Колесница Эос
Шрифт:
– Не подсматривай, – ответил Ю. и продолжил: "В годы юности он представлял себя Ломоносовым, упрямо пробирающимся по сугробам. Засыпая, становился получеловеком-полубарсом, притаившимся в снежной буре перед яростным прыжком. Но просыпался по будильнику, пил чай, поглядывая на часы, трясся в промерзшей битком набитой маршрутке и шмыгал носом. И чувствовал жгучий стыд, и видел вселенскую несправедливость в своем положении: в часах, маршрутках, бетонных коробках многоэтажек, посаженных по обеим сторонам дороги, золотозубых людях, дышащих ему в лицо, в автобусной давке, в собственном шмыганьи, наконец. Нет, смертельной опасностью для юнги оказались вовсе не английские клинки и не девятый вал, а смрадное однообразие вокруг. Не найдя другого выхода, он стал приукрашивать и дописывать действительность по собственному разумению. А разумел он, черт его дери, совсем мало. Вот и пришлось учиться видеть то, чего нет, и не замечать того, что существует. Или наоборот? Теперь уже поздно отвечать на этот вопрос".

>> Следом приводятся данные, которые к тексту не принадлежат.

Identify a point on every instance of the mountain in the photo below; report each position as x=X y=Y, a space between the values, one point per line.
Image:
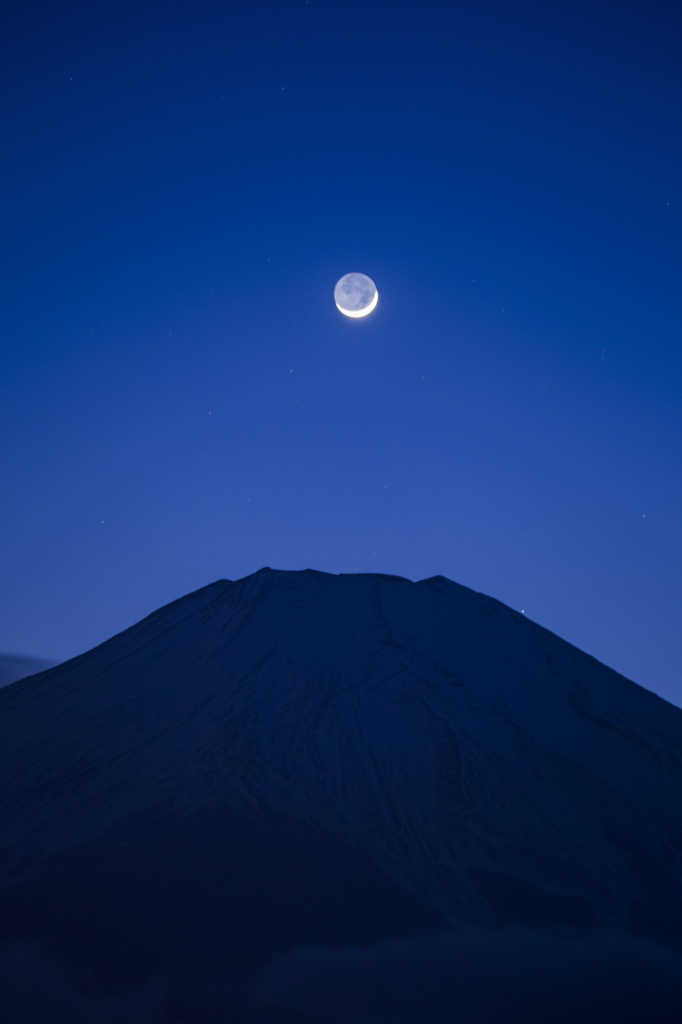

– Нет. Ю. неслась в пригородной электричке под легочный свист расстроенного баяна, рисовала пальцем на промерзшем стекле силуэты: вот еще поскоблить наросший иней – и получится учитель рисования, к которому она едет, чтобы научиться… научиться чему? графины, яблоки, полукружия, скоро будет весна и появятся птицы, и она научится их рисовать, а учитель – вечно простуженный – будет глядеть из-за плеча и гладить по голове рукой цепкой и слишком взрослой для слишком юной меня. Потом будут еще учителя, еще электрички, промерзшие и душные, темные и залитые светом, и люди, расстроенные от неловких рук люди.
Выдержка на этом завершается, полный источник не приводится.